Naturally, no organization is absent of resource constraints, so what you need to figure out is which type of mobile app makes the most sense for each project. It’s not so much about deciding on and locking into the best mobile app dev architecture for your company moving forward. Rather, it’s about designing a compelling experience that users will adopt while still being able to deliver it as quickly as possible – on a per-application basis.

So, it’s worth doing some organizational soul-searching before you decide:

  • Do you have the talent on hand that can afford you the flexibility to pick and choose which mobile architecture to build?
  • Will your team be able to support multiple mobile application styles without adding headcount?
  • What’s the best way to maximize the longevity of the application?
  • How can you be certain that an architecture decision made today won’t come back to haunt you down the road?

The answers to these questions usually come down to whether the extra time and effort are worth the upgraded UX. But what if you didn’t have to decide?

Low-code development platforms provide developers the flexibility to easily and quickly build all these types of mobile applications.
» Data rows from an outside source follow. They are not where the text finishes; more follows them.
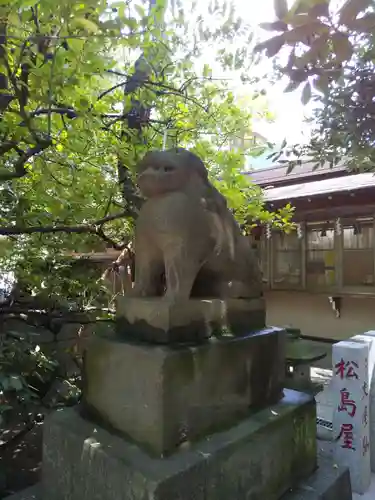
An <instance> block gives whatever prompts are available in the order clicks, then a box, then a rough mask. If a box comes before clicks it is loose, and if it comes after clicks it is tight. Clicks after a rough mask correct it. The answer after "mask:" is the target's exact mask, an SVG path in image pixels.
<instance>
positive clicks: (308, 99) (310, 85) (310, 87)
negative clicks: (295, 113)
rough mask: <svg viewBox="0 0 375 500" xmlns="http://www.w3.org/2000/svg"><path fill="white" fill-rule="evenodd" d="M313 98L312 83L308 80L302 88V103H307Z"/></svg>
mask: <svg viewBox="0 0 375 500" xmlns="http://www.w3.org/2000/svg"><path fill="white" fill-rule="evenodd" d="M310 99H311V85H310V82H306V84H305V86H304V87H303V90H302V95H301V101H302V104H304V105H306V104H307V103H308V102H309V101H310Z"/></svg>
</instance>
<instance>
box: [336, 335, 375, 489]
mask: <svg viewBox="0 0 375 500" xmlns="http://www.w3.org/2000/svg"><path fill="white" fill-rule="evenodd" d="M368 363H369V343H368V342H359V341H357V342H354V341H343V342H338V343H337V344H334V345H333V347H332V364H333V378H332V389H333V394H334V395H333V398H334V401H333V403H334V412H333V436H334V440H335V441H334V443H335V444H334V459H335V462H336V463H337V464H338V465H345V466H348V467H349V469H350V477H351V483H352V489H353V491H355V492H356V493H360V494H362V493H365V492H366V491H367V490H368V488H369V486H370V482H371V466H370V433H369V430H370V425H369V366H368Z"/></svg>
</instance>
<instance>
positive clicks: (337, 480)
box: [6, 455, 375, 500]
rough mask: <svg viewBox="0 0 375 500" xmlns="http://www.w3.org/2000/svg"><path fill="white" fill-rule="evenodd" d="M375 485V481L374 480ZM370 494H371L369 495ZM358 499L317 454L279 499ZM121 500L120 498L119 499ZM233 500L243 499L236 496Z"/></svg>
mask: <svg viewBox="0 0 375 500" xmlns="http://www.w3.org/2000/svg"><path fill="white" fill-rule="evenodd" d="M374 486H375V482H374ZM370 495H371V496H370ZM374 495H375V489H374V491H373V492H372V493H371V492H369V494H368V495H367V494H366V495H364V496H363V497H362V496H361V497H360V498H361V499H362V500H367V499H368V500H370V499H371V500H373V499H374V498H375V496H374ZM357 496H358V500H360V498H359V495H355V496H353V497H352V493H351V486H350V474H349V469H348V468H347V467H335V466H334V464H333V462H332V461H330V460H327V459H325V458H323V457H320V456H319V455H318V469H317V470H316V472H314V474H312V475H311V477H310V478H308V479H307V480H306V481H302V482H301V483H300V484H299V485H298V486H297V487H296V488H295V489H294V490H293V491H291V492H288V493H286V494H285V495H283V496H282V498H281V499H280V500H337V499H340V500H352V498H353V500H354V498H357ZM54 498H55V497H54V496H53V497H52V498H42V487H41V484H37V485H36V486H33V487H31V488H28V489H27V490H24V491H21V492H20V493H17V494H15V495H12V496H11V497H8V498H6V500H54ZM120 500H121V499H120ZM234 500H244V499H243V498H241V497H237V498H235V499H234Z"/></svg>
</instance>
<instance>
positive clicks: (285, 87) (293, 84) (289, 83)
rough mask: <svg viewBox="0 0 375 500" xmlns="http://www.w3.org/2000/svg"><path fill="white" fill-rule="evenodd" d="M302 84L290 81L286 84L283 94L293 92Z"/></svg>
mask: <svg viewBox="0 0 375 500" xmlns="http://www.w3.org/2000/svg"><path fill="white" fill-rule="evenodd" d="M301 83H302V82H300V81H299V82H294V81H291V82H289V83H288V85H287V86H286V87H285V89H284V92H287V93H288V92H294V91H295V90H297V89H298V87H299V86H300V85H301Z"/></svg>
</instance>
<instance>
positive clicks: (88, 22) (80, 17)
mask: <svg viewBox="0 0 375 500" xmlns="http://www.w3.org/2000/svg"><path fill="white" fill-rule="evenodd" d="M72 24H73V25H74V26H78V27H80V28H83V29H84V30H85V31H87V32H88V33H98V31H99V27H98V25H97V24H95V23H94V22H93V21H90V19H86V18H84V17H75V18H74V19H73V21H72Z"/></svg>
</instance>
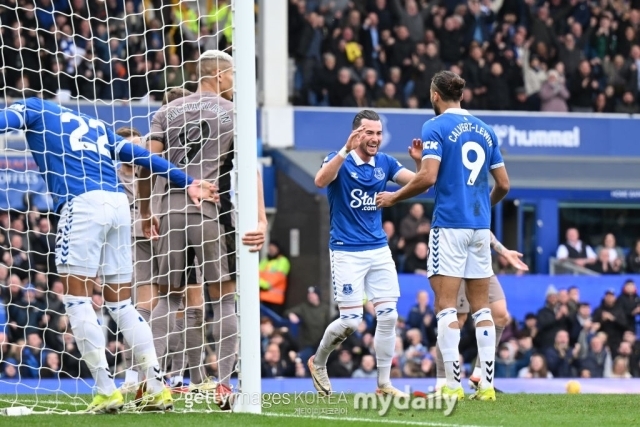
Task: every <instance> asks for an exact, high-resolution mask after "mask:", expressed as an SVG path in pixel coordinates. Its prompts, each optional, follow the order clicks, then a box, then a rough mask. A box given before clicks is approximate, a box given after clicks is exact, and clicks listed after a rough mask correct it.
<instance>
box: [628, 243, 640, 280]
mask: <svg viewBox="0 0 640 427" xmlns="http://www.w3.org/2000/svg"><path fill="white" fill-rule="evenodd" d="M627 271H628V272H629V273H640V239H638V240H636V244H635V246H634V247H633V248H632V249H631V250H630V251H629V255H627Z"/></svg>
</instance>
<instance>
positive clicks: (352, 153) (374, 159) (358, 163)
mask: <svg viewBox="0 0 640 427" xmlns="http://www.w3.org/2000/svg"><path fill="white" fill-rule="evenodd" d="M349 154H351V157H353V160H354V161H355V162H356V165H357V166H362V165H364V160H362V159H361V158H360V156H358V155H357V154H356V150H353V151H351V152H350V153H349ZM368 163H369V164H370V165H371V166H373V167H375V166H376V156H373V157H371V160H369V162H368Z"/></svg>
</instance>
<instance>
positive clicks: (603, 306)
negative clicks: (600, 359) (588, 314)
mask: <svg viewBox="0 0 640 427" xmlns="http://www.w3.org/2000/svg"><path fill="white" fill-rule="evenodd" d="M593 321H594V322H597V323H599V324H600V331H601V332H604V333H605V334H606V335H607V345H608V346H609V348H610V349H611V353H612V355H613V356H614V357H615V356H617V349H618V346H619V345H620V342H622V336H623V335H624V332H625V331H626V330H627V328H628V325H627V316H626V315H625V313H624V311H622V309H621V308H620V307H619V306H617V305H616V294H615V291H614V290H613V289H609V290H607V291H606V292H605V295H604V298H603V299H602V303H601V304H600V307H598V308H597V309H596V310H595V311H594V313H593Z"/></svg>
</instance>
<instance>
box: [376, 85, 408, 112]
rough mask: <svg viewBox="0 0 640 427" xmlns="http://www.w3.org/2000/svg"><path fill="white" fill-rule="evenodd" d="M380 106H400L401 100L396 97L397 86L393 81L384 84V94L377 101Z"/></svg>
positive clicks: (376, 104)
mask: <svg viewBox="0 0 640 427" xmlns="http://www.w3.org/2000/svg"><path fill="white" fill-rule="evenodd" d="M375 104H376V107H378V108H400V107H402V105H401V104H400V100H399V99H398V98H397V97H396V86H395V85H394V84H393V83H386V84H385V85H384V89H383V93H382V95H381V96H380V97H379V98H377V99H376V101H375Z"/></svg>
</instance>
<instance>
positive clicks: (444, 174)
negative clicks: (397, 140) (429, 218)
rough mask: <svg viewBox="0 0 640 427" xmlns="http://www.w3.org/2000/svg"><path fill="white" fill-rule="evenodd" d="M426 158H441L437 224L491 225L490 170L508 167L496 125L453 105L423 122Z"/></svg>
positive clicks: (436, 200)
mask: <svg viewBox="0 0 640 427" xmlns="http://www.w3.org/2000/svg"><path fill="white" fill-rule="evenodd" d="M422 143H423V151H422V159H423V160H424V159H436V160H438V161H440V169H439V171H438V177H437V181H436V184H435V186H434V188H435V206H434V211H433V218H432V224H431V225H432V226H433V227H441V228H466V229H474V230H479V229H488V228H490V227H491V200H490V197H489V195H490V192H491V189H490V188H489V173H490V170H493V169H497V168H499V167H504V161H503V159H502V154H501V153H500V147H499V146H498V138H497V137H496V135H495V133H494V131H493V129H491V127H490V126H488V125H487V124H486V123H484V122H483V121H482V120H480V119H478V118H477V117H474V116H472V115H471V114H470V113H469V112H468V111H466V110H464V109H461V108H450V109H448V110H446V111H445V112H444V113H443V114H441V115H439V116H436V117H434V118H432V119H431V120H428V121H427V122H425V124H424V125H423V126H422Z"/></svg>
Now, you don’t have to decide based on budget restrictions, skill constraints and time to market deadlines because you can deliver any kind of mobile application styles using a single platform – not several. Plus, if cross-platform deployment options for your new mobile apps are required, this is usually par for the course with low-code. Better yet, application development teams gain all the speed of producing high-quality, high-scale apps for any device with the ease of visual drag-and-drop UI design without IT having to maintain a bullpen of developer talent and adding headcount.
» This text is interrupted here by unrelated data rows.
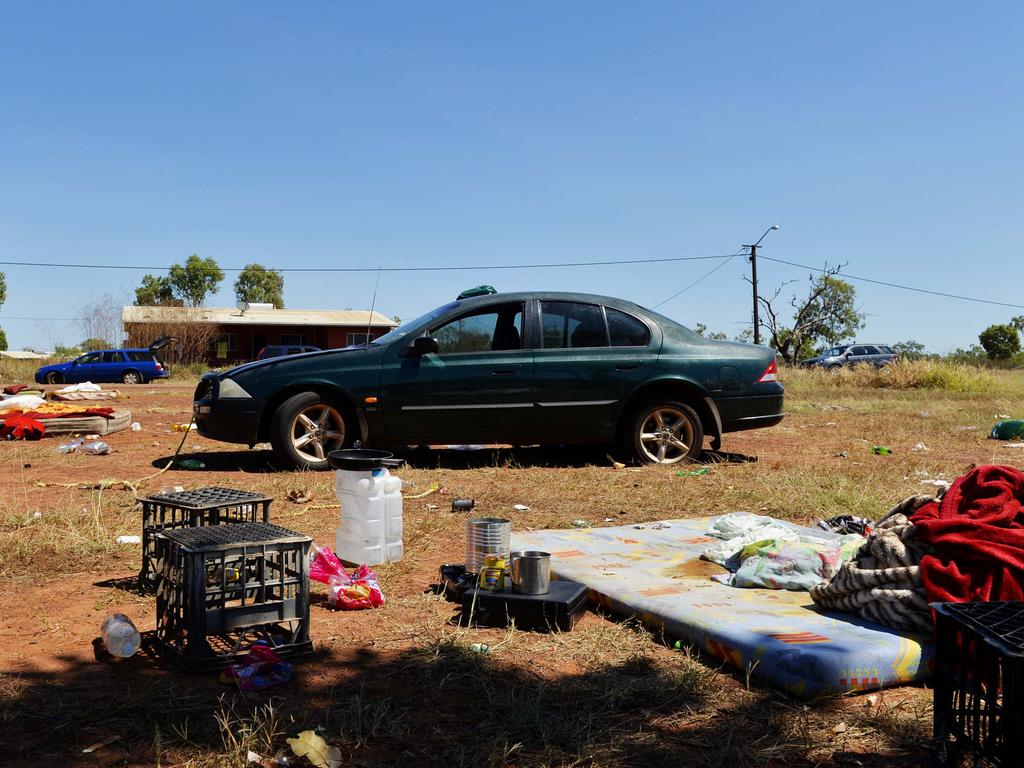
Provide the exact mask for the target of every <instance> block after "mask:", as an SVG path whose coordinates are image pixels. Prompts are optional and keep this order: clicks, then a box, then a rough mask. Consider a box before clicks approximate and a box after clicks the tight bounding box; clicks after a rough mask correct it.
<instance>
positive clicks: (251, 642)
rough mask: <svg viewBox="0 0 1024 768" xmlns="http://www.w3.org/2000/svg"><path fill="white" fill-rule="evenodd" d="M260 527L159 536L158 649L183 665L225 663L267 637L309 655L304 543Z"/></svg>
mask: <svg viewBox="0 0 1024 768" xmlns="http://www.w3.org/2000/svg"><path fill="white" fill-rule="evenodd" d="M311 543H312V540H311V539H310V538H309V537H307V536H303V535H302V534H296V532H295V531H294V530H289V529H288V528H283V527H281V526H280V525H273V524H271V523H265V522H241V523H237V524H234V525H213V526H208V527H200V528H174V529H170V530H165V531H163V532H161V534H159V535H158V536H157V538H156V544H157V630H156V633H155V635H156V637H155V641H156V645H157V649H158V650H159V651H160V652H161V653H162V654H164V655H166V656H168V657H170V658H171V660H174V662H177V663H179V664H181V665H182V666H184V667H185V668H190V669H196V670H204V669H210V668H215V667H219V666H225V665H227V664H230V663H231V662H233V660H236V659H237V658H239V657H241V656H243V655H245V653H246V651H247V650H248V647H249V645H250V644H251V643H252V642H253V641H255V640H258V639H265V640H268V641H269V642H271V644H273V645H275V646H276V650H278V652H279V653H281V654H282V655H290V654H291V655H298V654H301V653H304V652H307V651H309V650H310V649H311V648H312V643H311V642H310V641H309V545H310V544H311Z"/></svg>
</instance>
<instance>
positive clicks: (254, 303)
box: [234, 264, 285, 309]
mask: <svg viewBox="0 0 1024 768" xmlns="http://www.w3.org/2000/svg"><path fill="white" fill-rule="evenodd" d="M234 298H237V299H238V300H239V301H247V302H249V303H250V304H273V305H274V307H275V308H278V309H284V308H285V275H283V274H282V273H281V272H275V271H273V270H272V269H267V268H266V267H265V266H263V265H262V264H246V265H245V268H244V269H243V270H242V272H241V274H239V279H238V280H237V281H234Z"/></svg>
The web versus native debate will not end soon. Since languages and frameworks change so quickly, alternative solutions to standard development methods are becoming increasingly sought after. Low-code development is one such alternative and enables you to take your mobile application development by the horns.

Besides low-code platforms being a cost-effective alternative for building enterprise-grade mobile applications, these apps can be built quickly and scale to accommodate a growing amount of work or an expanding number of users. Empower your developers to maximize re-use, reduce risk and quickly deliver custom mobile applications that drive business growth rather than spend valuable time learning and staying current with all the ever-changing development languages and frameworks.

When developers embrace visual tools that extend beyond the standard web app and native and hybrid development methods, they reduce the complexity of a historically cumbersome and time-consuming mobile app development process. It’s worth a look at low-code visual development methods to insulate yourself from having to select and live with multiple mobile app development architectures.